Le plus souvent, l’engagement de caution est souscrit pour la durée du contrat principal (prêt, bail,…) et ne prend fin qu’après le parfait paiement des sommes dues mais il existe aussi des engagements à durée indéterminée.

Montant

Dans le cas où une personne physique se porte caution au bénéfice d’un créancier professionnel, l’engagement doit être limité à un montant global incluant la somme due en principal ainsi que les éventuels intérêts, frais et accessoires. (article L331-3 et article L343-3 du code de la consommation).

Patrimoine engagé

À défaut de mentions contraires dans l’acte, la caution engage tout son patrimoine. Les créanciers peuvent ainsi procéder à des saisies sur tout ce qui lui appartient (comptes bancaires, salaires, véhicules, biens immobiliers,…).

Il est possible de modifier cette situation (en accord avec le créancier) en mettant en place un cautionnement réel, qui porte sur un bien en particulier (un portefeuille de valeurs mobilières, un bien immobilier,…). Dans ce cas, la caution ne peut être poursuivie que sur le bien affecté à la garantie.

Cas particulier des époux communs en biens (art. 1415 du code civil) : quand un époux se porte caution, il n’engage que ses biens propres. Les biens de la communauté sont exclus du champ des poursuites des créanciers. C’est pourquoi le créancier demande souvent que le conjoint de la caution donne son consentement exprès afin de pouvoir appréhender aussi les biens de la communauté, les biens propres du conjoint de la caution n'étant pas engagés.

Protection et information de la caution

La caution doit recevoir un exemplaire du contrat au titre duquel elle va s’engager. S'il s’agit d’un contrat de crédit, elle bénéficiera du même délai de rétractation (crédit à la consommation) ou de réflexion (crédit immobilier) que l'emprunteur lui-même.

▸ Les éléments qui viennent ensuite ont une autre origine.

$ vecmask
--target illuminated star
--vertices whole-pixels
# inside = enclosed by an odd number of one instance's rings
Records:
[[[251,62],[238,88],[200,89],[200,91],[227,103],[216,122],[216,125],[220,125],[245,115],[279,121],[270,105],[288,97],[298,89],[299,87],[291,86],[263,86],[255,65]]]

Formalisme de l'acceptation de se porter caution

La caution personne physique qui se porte caution solidaire par un acte sous seing privé (acte non notarié) envers un créancier professionnel devra apposer sur l’acte les 2 mentions manuscrites suivantes (et seulement celles-ci) ainsi que sa signature sous chacune d’elle comme suit (art L331-1 et L343-1 du code de la consommation pour la première mention ; art. L331-2 et L343-2 du code de la consommation pour la seconde) sous peine de nullité de l’engagement de caution :

  • En me portant caution de X..., dans la limite de la somme de ... couvrant le paiement du principal, des intérêts et, le cas échéant, des pénalités ou intérêts de retard et pour la durée de ..., je m'engage à rembourser au prêteur les sommes dues sur mes revenus et mes biens si X... n'y satisfait pas lui-même. [Signature de la caution]
  • En renonçant au bénéfice de discussion défini à l'article 2298 du code civil et en m'obligeant solidairement avec X..., je m'engage à rembourser le créancier sans pouvoir exiger qu'il poursuive préalablement X... [Signature de la caution]

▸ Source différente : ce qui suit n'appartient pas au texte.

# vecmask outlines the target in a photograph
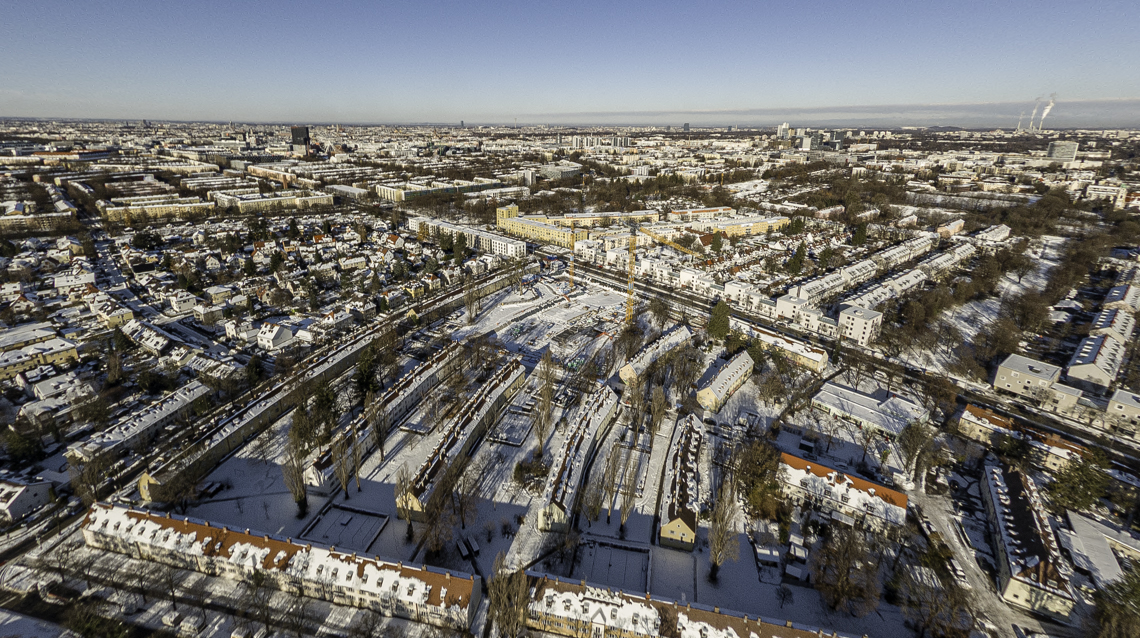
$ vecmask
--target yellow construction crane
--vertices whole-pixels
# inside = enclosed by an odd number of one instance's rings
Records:
[[[637,314],[637,294],[634,292],[634,252],[637,250],[637,229],[629,230],[629,280],[626,297],[626,326],[632,326]]]
[[[577,243],[573,238],[573,218],[570,218],[570,292],[573,292],[573,253],[575,244]]]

Ce formalisme s’impose même si les cautions sont associées ou gérantes des sociétés garanties (Cas. Civ. 1ère 8 mars 2012 – n°09-12249).

Les juridictions font une application très stricte de ces dispositions. Ainsi, a été déclaré nul un engagement de caution dans lequel l’ordre des éléments (mentions manuscrites suivies de la signature de la caution) n’avait pas été respecté (Cas. Com. 17 septembre 2013 – n°12-13577), une décision dans laquelle la Cour a considéré « qu'ayant constaté que la caution avait apposé sa signature immédiatement sous les clauses pré-imprimées de l'acte et inscrit la mention manuscrite légalement requise sous sa signature, sans la réitérer sous cette mention, la cour d'appel en a exactement déduit que cet engagement était nul ».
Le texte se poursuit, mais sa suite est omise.